Usage of uint3

Accelerated Computing CUDA CUDA Programming and Performance
1

When I load data from gmem to register, what will the warp do? For example, for 32 threads, each load a uint3 element, these element are consectively restored in gmem. (int *A[0 - 95]), will the memory access be coalesced?

2

From the hardware side:

The access requirements for coalescing depend on the compute capability of the device and are documented in the CUDA C++ Programming Guide.

For devices of compute capability 6.0 or higher, the requirements can be summarized quite easily: the concurrent accesses of the threads of a warp will coalesce into a number of transactions equal to the number of 32-byte transactions necessary to service all of the threads of the warp.

When consecutive threads access consecutive elements in memory, the access is coalesced and the number of 32-byte transactions is minimized.

3

So will access to element in uint3 significient better then use int for 3 times?

4

The stride size is 3 bytes or 4 bytes (every 4 bytes store 3 uints with 0 padding in the 4th)?

There is no native 12 byte (96 bits) access of memory, only 32, 64 or 128 bits per thread.

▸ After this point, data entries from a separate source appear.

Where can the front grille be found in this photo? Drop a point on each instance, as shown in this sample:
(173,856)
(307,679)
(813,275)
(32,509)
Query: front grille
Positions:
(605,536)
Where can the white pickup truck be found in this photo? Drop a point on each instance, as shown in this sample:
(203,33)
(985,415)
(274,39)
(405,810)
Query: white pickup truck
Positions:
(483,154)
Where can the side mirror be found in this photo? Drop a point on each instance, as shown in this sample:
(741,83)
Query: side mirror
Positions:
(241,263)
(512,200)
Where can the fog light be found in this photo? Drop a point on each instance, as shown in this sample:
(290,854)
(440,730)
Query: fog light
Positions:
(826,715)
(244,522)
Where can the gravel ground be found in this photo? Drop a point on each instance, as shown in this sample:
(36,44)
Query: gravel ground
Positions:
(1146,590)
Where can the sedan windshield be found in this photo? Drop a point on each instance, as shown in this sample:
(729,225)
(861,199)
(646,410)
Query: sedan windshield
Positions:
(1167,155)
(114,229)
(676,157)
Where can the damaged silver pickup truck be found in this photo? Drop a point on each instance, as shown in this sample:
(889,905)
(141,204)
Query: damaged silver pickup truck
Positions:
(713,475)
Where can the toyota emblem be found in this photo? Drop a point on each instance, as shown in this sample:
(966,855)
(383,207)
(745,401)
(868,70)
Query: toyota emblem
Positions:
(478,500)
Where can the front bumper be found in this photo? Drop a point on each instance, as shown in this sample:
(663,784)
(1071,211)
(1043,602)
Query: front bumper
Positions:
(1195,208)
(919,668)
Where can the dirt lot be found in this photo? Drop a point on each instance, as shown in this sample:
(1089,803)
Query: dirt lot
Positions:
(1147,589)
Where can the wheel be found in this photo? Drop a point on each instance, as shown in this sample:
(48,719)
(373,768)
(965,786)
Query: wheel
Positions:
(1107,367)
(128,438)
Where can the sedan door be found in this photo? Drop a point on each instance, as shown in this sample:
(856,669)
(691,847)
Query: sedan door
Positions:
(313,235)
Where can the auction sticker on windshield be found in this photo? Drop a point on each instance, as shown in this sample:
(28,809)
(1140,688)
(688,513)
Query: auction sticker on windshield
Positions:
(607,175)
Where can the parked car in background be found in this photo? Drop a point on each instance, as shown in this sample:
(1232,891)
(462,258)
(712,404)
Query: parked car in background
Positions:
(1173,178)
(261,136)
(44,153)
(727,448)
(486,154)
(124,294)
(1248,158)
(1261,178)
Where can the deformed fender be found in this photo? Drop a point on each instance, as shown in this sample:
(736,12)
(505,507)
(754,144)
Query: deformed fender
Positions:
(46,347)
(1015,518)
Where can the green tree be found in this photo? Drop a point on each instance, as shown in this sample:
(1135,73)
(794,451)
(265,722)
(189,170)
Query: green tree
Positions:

So either you (or the compiler)

  • reads 8 bytes with one instruction (or 4+4 bytes with two instructions) and 4 bytes with another instruction (having gaps in the accesses, but trusting the L1 to fill those), no coalescing
  • you store the 3 individual uint components in 3 separate arrays and use 3 instructions, as you mentioned as an alternative
  • you use 4 byte strides in your memory layout, padding with 0 each 4th uint element, wasted bandwidth and storage
  • you use the following scheme (if the memory layout is fixed and you want to have - not only for L2, but also for L1 and local LD/ST units - good memory performance):

Each group of 4 threads need consecutive 48 bytes (4 threads * 3 * 4 bytes). Those are 3 uint4.

You reinterpret your uint3 array as 128 bits of uint4 and read

  • the first of the three uint4 with thread 0
  • the second of the three with thread 1
  • the second of the three with thread 2
  • the third of the three with thread 3
  • then you shuffle (with one instruction) the missing uint from thread 0 to thread 1 and from thread 3 to thread 2
  • you resort the uints (depending on thread number) locally that you have the correct uint3 for each thread

So nearly perfect memory accesses (one warp gets 12 aligned uint4, which is 3 * 32 byte sectors) + a single shuffle instruction + a bit of local select arithmetic instructions, which are ‘free’ for most kernels.

5

The data are store in gmem in this way, it is read only data
int A[96]

for a single warp, thread i need A[i * 3 + 0], A[i * 3 + 1], A[i * 3 + 2]. So maybe your final method will be the best?

6

  • The first method (either manually or automatically by the compiler when accessing uint3?) would be ‘dirty’ (non-coalesced), but fast enough, as it mostly slows down LD/ST units and L1.

  • Method 2 and 3 would not work (different layout).

  • Method 4 would work (you can put it into an inline device function to keep your code neat).

  • Another method (5) would be to load into shared memory and then back, but would be less efficient for LD/ST units and shared memory use.

If you compare method 1 and method 4 for the LD/ST units (I think shuffle also occupies them):

Method 1: 3 instructions (3 * 32 bits), 3 32-bit values
Method 4: 2 instructions (1 * 128 bit + 1 * 32 bit shuffle)
Method 5: 3 instructions (1 * 128 bit global load + 1 * 128 bit shared store + 3 * 32 bit shared load)

I would guess, either method 1 or method 4 would be fastest and use least resources.
The number of instructions I think goes into the pipeline (length) and the actual number of 32-bit transactions occupies for cycles.